I think there’s panic in Arthur’s face. He probably has no idea how to get the gun back. “I have no problem coming back if you don’t show up in the next three days,” I warn him. “So I’d get moving if I were you.” I look at Lance. “Let’s go. We don’t need him wasting any more of our time.”
Lance nods. He glares down at Arthur, then spits on him before turning to follow me.
Arthur’s whimpers and sobs follow us out of the building.
Once we’re out on the street, Lance grins at me. “That went well, yeah, boss?”
I’m still getting used to the men calling me boss. Despite how hard I’ve worked over the past several years, I’d never thought I’d become a capo who reports directly to Silvano Cresci.

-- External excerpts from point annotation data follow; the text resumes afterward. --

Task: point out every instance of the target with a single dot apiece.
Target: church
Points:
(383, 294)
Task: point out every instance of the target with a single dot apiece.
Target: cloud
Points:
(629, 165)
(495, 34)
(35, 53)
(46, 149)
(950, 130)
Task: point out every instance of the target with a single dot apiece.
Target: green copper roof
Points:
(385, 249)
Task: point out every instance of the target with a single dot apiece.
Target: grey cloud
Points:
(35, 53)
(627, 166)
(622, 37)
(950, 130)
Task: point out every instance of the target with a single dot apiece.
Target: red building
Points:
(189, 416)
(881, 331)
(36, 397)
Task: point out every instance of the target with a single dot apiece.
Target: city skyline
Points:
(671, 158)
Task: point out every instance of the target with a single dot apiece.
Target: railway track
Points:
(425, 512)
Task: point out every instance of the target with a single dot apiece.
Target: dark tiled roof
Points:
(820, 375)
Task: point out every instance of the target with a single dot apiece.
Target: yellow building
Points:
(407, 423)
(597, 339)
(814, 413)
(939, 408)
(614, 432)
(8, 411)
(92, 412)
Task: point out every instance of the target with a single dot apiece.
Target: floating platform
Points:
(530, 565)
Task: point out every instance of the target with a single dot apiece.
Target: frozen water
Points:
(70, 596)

Some days, I can hardly believe it.
“Yeah,” I say, nodding to him as I slide into the driver’s seat of the car. “I think that’s all for today. I’ll drive you home.”
“Thanks, boss.” Lance gets into the passenger seat and immediately starts fiddling with his phone. We drive in relative silence, until he suddenly says, “So, is it true that you’re going to do a mission with that dickface? Forks or Spoons, or whatever dumb name he’s using.”
I tense up at the mention, though I can’t help but crack a slight smile. “Knives,” I say, wanting to defend the name even though Knives wouldn’t thank me for it.
I’m not going to argue about whether Knives is ridiculous or not.
I wish I could still call him Nayeem, as I had all those years ago when we’d still been teenagers and life hadn’t yet fucked us over.
“But yeah,” I say, the amusement fading. “It’s fine. I’m doing my thing, he’s doing his thing, and we’ll… figure it out.” We have to. I can’t stay on Silvano’s shit list forever, and I’m not going to let Knives drag me down. It doesn’t matter that he doesn’t want to do anything with me except fuck me in broom closets. We’re going to get this done.
“So what’s the boss-boss thinking with that?” Lance asks, still tapping on his phone. “He’s got to know that Forks isn’t good for anything but punching people when they’re down.”
Forks. I wish I could tell Knives about that particular nickname. He’d get a kick out of it.